Mencken, H. L.
MENCKEN, H. L.
Henry Louis Mencken (September 12, 1880–January 29, 1956) was a newspaperman, magazine editor, literary critic, political pundit, language scholar, and curmudgeon. He was known as the "Sage of Baltimore," the city where he was born and where he died. Mencken resisted all attempts to lure him away from his native town to more lucrative literary pursuits in New York. He hated New York, loved Baltimore, and wrote of it with affection, nostalgia, and at times brutal honesty. He remains one of the city's most famous authors.
Mencken began his journalistic career in 1899 as a reporter for the Baltimore Morning Herald, and when that paper folded in 1906 he joined the Baltimore Sun, where he remained for the rest of his life. In 1908 he became book editor of the Smart Set magazine, and in 1914 he and his friend and colleague, George Jean Nathan, became its co-editors. They left the magazine in 1924 to found The American Mercury, which Mencken continued to edit until 1933.
Mencken's bludgeon-like, hammer-blow style, which he used to attack democracy and the "genteel tradition" in American literature, made him the most famous (and also the most hated) critic of the 1920s. But while engaged in these demolition projects he was also turning out edition after edition of a great scholarly work, The American Language (first published in 1919), in which he studied the way that English had developed in the United States.

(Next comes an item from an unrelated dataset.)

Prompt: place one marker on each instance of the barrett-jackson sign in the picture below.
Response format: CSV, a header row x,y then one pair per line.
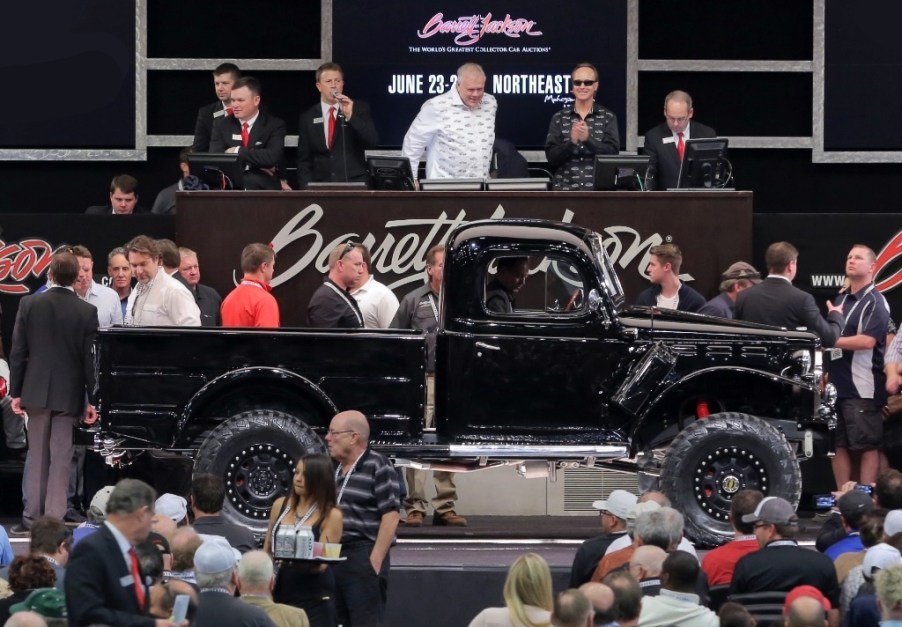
x,y
713,230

Mencken's popularity and immense influence came to an end with the Depression for the simple reason that he refused for a long time to admit that anything had happened. When he could no longer ignore the Depression, he claimed that its effects were being greatly exaggerated by the "incompetent unemployed." His fanatical hatred of Franklin D. Roosevelt made him reject and ridicule all the New Deal programs to restore the economy; he blamed Roosevelt for saddling the country with an impossible load of debt and for dragging it into World War II. But Mencken paid a heavy price for this attitude: By the mid-1930s his lone dissenting voice was largely ignored and forgotten.
Mencken came back in the early 1940s with three delightful volumes of autobiography (the Days books) and a new edition and two huge supplements of The American Language. These brought him a new, more solid reputation and a wider audience. But the publication of his Diary in 1989, with its blatant anti-Semitism, turned him once more, thirty-three years after his death, into a highly controversial figure.
Fecher, Charles A. Mencken: A Study of His Thought. 1978.
Fitzpatrick, Vincent. H. L. Mencken. 1989.
Hobson, Fred. Mencken: A Life. 1994.